Wynn balançou a cabeça.
— Duke, por acaso você está fazendo tudo isso por mim? Está largando a
presidência por minha causa?
— Não somente por você, baby. Para falar a verdade, há tempos que estou
querendo deixar essa vida louca que ando levando para me dedicar a um outro
trabalho, desde que fosse ligado a leis trabalhistas. Quem sabe um dia acabo me
transformando num grande advogado trabalhista?

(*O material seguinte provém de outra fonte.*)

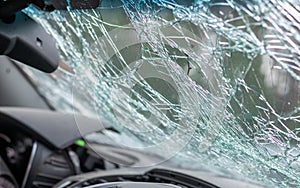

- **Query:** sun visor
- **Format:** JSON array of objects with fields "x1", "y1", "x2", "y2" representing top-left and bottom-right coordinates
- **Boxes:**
[{"x1": 51, "y1": 0, "x2": 99, "y2": 10}]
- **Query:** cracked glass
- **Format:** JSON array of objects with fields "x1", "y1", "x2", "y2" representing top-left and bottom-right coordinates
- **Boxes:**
[{"x1": 24, "y1": 0, "x2": 300, "y2": 187}]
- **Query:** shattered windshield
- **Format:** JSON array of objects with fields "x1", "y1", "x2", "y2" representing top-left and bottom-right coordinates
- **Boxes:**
[{"x1": 20, "y1": 0, "x2": 300, "y2": 187}]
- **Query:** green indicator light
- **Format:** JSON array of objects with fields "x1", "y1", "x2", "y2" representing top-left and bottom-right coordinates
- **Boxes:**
[{"x1": 75, "y1": 139, "x2": 85, "y2": 147}]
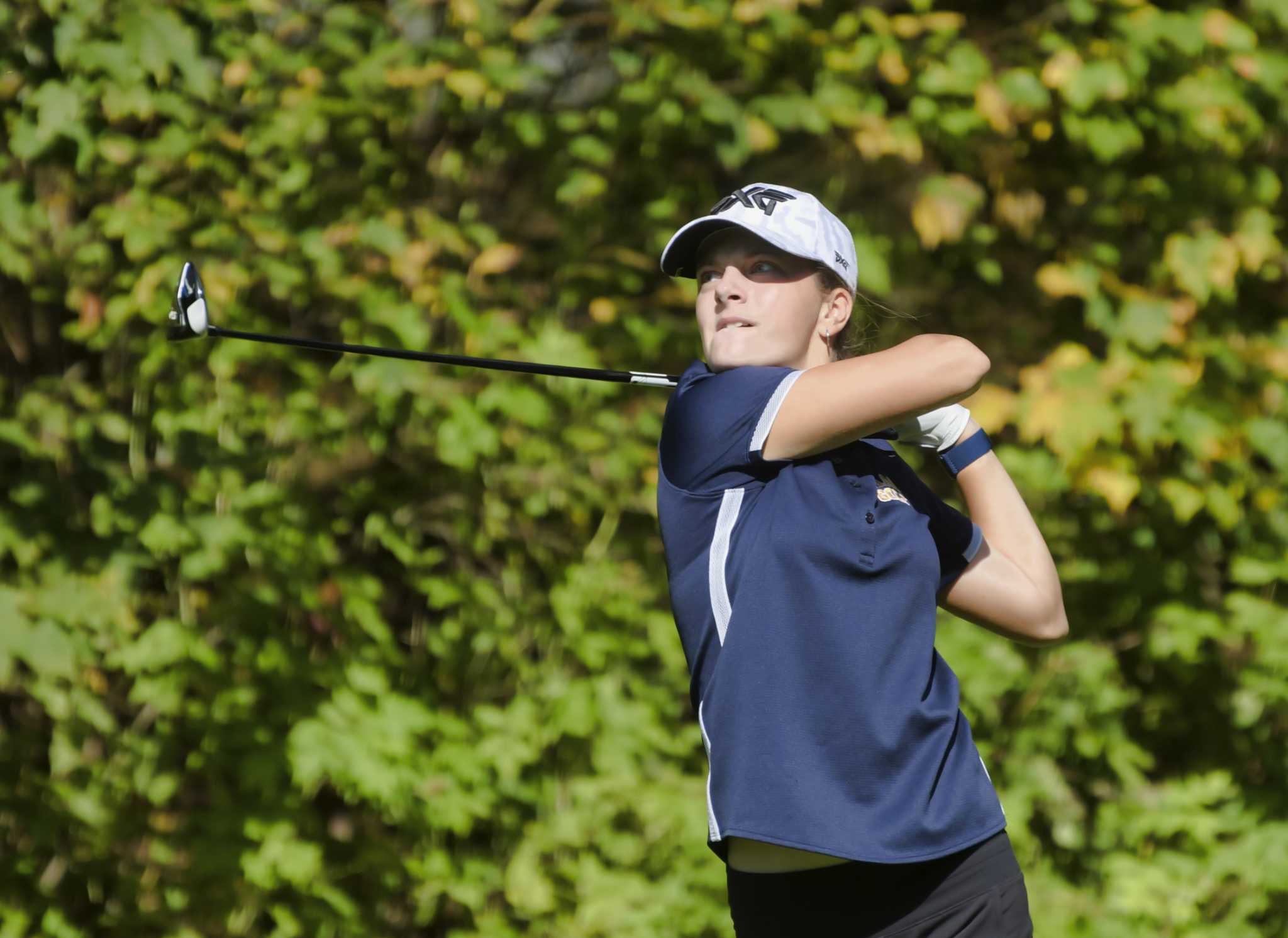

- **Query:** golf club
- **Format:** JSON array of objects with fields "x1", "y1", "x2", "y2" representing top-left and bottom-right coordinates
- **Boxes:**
[{"x1": 166, "y1": 260, "x2": 680, "y2": 388}]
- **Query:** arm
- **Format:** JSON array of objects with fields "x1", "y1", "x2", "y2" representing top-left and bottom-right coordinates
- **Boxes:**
[
  {"x1": 762, "y1": 335, "x2": 989, "y2": 460},
  {"x1": 940, "y1": 420, "x2": 1069, "y2": 644}
]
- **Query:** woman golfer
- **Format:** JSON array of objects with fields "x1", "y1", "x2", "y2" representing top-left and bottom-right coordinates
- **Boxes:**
[{"x1": 658, "y1": 184, "x2": 1068, "y2": 938}]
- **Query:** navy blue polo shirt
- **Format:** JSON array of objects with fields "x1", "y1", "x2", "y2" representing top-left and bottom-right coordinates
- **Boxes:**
[{"x1": 657, "y1": 362, "x2": 1006, "y2": 863}]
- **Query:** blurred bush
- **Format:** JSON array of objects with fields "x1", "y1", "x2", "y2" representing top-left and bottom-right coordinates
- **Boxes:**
[{"x1": 0, "y1": 0, "x2": 1288, "y2": 938}]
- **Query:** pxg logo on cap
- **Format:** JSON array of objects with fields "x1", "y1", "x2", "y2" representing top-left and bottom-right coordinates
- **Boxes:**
[
  {"x1": 707, "y1": 186, "x2": 796, "y2": 215},
  {"x1": 662, "y1": 183, "x2": 858, "y2": 291}
]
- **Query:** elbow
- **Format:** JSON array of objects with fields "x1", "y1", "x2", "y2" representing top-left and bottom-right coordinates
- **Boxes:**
[
  {"x1": 921, "y1": 335, "x2": 993, "y2": 401},
  {"x1": 1028, "y1": 605, "x2": 1069, "y2": 647},
  {"x1": 960, "y1": 339, "x2": 993, "y2": 397}
]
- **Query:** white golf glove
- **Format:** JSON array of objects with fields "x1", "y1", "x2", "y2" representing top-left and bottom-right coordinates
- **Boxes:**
[{"x1": 894, "y1": 403, "x2": 970, "y2": 452}]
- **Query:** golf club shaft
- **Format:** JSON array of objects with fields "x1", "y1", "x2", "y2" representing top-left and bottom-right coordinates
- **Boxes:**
[{"x1": 206, "y1": 326, "x2": 680, "y2": 388}]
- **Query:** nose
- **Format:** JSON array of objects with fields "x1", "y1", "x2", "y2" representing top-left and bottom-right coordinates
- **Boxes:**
[{"x1": 716, "y1": 264, "x2": 747, "y2": 305}]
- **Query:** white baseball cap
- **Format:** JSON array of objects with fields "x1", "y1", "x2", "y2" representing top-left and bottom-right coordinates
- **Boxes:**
[{"x1": 662, "y1": 183, "x2": 859, "y2": 293}]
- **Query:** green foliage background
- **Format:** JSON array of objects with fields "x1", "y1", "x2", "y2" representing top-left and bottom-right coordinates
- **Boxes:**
[{"x1": 0, "y1": 0, "x2": 1288, "y2": 938}]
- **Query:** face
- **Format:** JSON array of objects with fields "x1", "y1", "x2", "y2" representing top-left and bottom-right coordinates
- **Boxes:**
[{"x1": 697, "y1": 226, "x2": 849, "y2": 371}]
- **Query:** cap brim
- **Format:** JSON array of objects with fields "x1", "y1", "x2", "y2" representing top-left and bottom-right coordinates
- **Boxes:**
[
  {"x1": 662, "y1": 216, "x2": 750, "y2": 277},
  {"x1": 662, "y1": 215, "x2": 810, "y2": 277}
]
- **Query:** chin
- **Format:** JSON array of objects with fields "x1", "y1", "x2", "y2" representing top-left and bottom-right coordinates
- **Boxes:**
[{"x1": 707, "y1": 343, "x2": 784, "y2": 371}]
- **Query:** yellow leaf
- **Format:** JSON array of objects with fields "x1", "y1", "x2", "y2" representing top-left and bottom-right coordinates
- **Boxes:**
[
  {"x1": 877, "y1": 49, "x2": 908, "y2": 85},
  {"x1": 747, "y1": 117, "x2": 778, "y2": 154},
  {"x1": 1035, "y1": 263, "x2": 1096, "y2": 299},
  {"x1": 1042, "y1": 49, "x2": 1082, "y2": 87},
  {"x1": 993, "y1": 189, "x2": 1046, "y2": 239},
  {"x1": 890, "y1": 13, "x2": 921, "y2": 38},
  {"x1": 975, "y1": 81, "x2": 1015, "y2": 134},
  {"x1": 470, "y1": 241, "x2": 523, "y2": 277},
  {"x1": 1158, "y1": 479, "x2": 1203, "y2": 525},
  {"x1": 224, "y1": 59, "x2": 252, "y2": 87},
  {"x1": 921, "y1": 10, "x2": 966, "y2": 32},
  {"x1": 385, "y1": 62, "x2": 451, "y2": 87},
  {"x1": 590, "y1": 296, "x2": 617, "y2": 325},
  {"x1": 912, "y1": 172, "x2": 984, "y2": 247},
  {"x1": 961, "y1": 384, "x2": 1016, "y2": 433},
  {"x1": 452, "y1": 0, "x2": 479, "y2": 26},
  {"x1": 1080, "y1": 464, "x2": 1140, "y2": 514},
  {"x1": 443, "y1": 69, "x2": 487, "y2": 101}
]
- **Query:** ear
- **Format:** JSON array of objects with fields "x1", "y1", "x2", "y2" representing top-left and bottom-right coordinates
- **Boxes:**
[{"x1": 818, "y1": 293, "x2": 854, "y2": 335}]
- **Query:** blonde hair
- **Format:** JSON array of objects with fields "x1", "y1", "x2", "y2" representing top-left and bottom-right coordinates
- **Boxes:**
[{"x1": 814, "y1": 268, "x2": 917, "y2": 360}]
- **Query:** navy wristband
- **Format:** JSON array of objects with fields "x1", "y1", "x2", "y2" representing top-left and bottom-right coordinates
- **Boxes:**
[{"x1": 939, "y1": 428, "x2": 993, "y2": 479}]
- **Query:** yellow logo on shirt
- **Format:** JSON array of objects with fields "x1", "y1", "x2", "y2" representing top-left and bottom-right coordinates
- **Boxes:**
[{"x1": 877, "y1": 476, "x2": 912, "y2": 508}]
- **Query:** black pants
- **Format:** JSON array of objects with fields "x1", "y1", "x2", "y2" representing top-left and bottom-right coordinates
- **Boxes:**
[{"x1": 728, "y1": 831, "x2": 1033, "y2": 938}]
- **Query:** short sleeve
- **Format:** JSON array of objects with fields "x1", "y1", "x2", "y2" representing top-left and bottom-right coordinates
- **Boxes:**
[
  {"x1": 660, "y1": 362, "x2": 801, "y2": 492},
  {"x1": 901, "y1": 460, "x2": 984, "y2": 593}
]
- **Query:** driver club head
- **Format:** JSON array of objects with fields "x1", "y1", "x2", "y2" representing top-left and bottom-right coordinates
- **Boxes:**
[{"x1": 166, "y1": 260, "x2": 210, "y2": 342}]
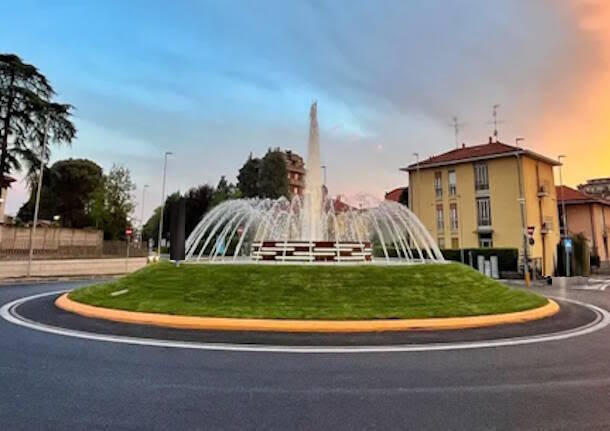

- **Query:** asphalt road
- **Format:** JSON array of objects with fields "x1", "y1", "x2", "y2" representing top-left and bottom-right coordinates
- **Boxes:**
[{"x1": 0, "y1": 284, "x2": 610, "y2": 430}]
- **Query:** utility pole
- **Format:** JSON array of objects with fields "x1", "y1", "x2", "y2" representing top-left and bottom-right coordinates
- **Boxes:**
[
  {"x1": 27, "y1": 113, "x2": 49, "y2": 277},
  {"x1": 515, "y1": 138, "x2": 530, "y2": 287},
  {"x1": 557, "y1": 154, "x2": 572, "y2": 277},
  {"x1": 487, "y1": 104, "x2": 504, "y2": 141},
  {"x1": 450, "y1": 117, "x2": 465, "y2": 150},
  {"x1": 413, "y1": 153, "x2": 421, "y2": 219},
  {"x1": 157, "y1": 151, "x2": 174, "y2": 260},
  {"x1": 140, "y1": 184, "x2": 149, "y2": 243}
]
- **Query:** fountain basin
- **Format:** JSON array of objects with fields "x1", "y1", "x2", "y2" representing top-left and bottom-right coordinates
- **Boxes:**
[{"x1": 250, "y1": 240, "x2": 373, "y2": 262}]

Wynn estava tão feliz que mal podia acreditar no que ouvia.
— Você vai, sim, Duke. Inteligente do jeito que é, vai se transformar no maior
advogado do país!
— Eu te amo tanto, Wynn... Gostaria de poder me casar com você agora
mesmo! Se não fosse esse pessoal que está subindo para cá agora, levaria você para
o altar neste minuto!
O ruído de vozes se aproximava cada vez mais. — Olhe, Wynn — continuou
Duke —, eu sei que não vai ser fácil. Mas vamos considerar os nossos problemas
como desafios. E os perigos, como aventuras, concorda?
Ela beijou o rosto dele.
— É claro que sim.
Nesse momento, uma verdadeira multidão invadiu a sala.
Em meio a gritos, aplausos e parabéns, Wynn continuou abraçada a Duke,
pensando que agora tinha tudo o que mais sonhava na vida.
É claro que ainda havia problemas. As pessoas não iriam esquecer facilmente
que Wynn Carson e Duke Bellini estavam juntos desde o início das negociações. E que
Duke fora acusado de passar para o lado dela.
O casamento que estava para ser realizado só iria confirmar tais suspeitas.
Mas aquilo não importava mais. Importante agora era que os dois estavam
juntos. E, dessa vez, para sempre.
Afinal, como dissera Duke, eles enfrentariam desafios, não problemas. Viveriam
aventuras, não situações perigosas.
Não havia mais problemas intransponíveis para Wynn e Duke Bellini. Não agora.
O amor que sentiam um pelo outro era forte o bastante para superar qualquer barreira.
Seja lá qual fosse o jogo, os dois lados sairiam vencedores.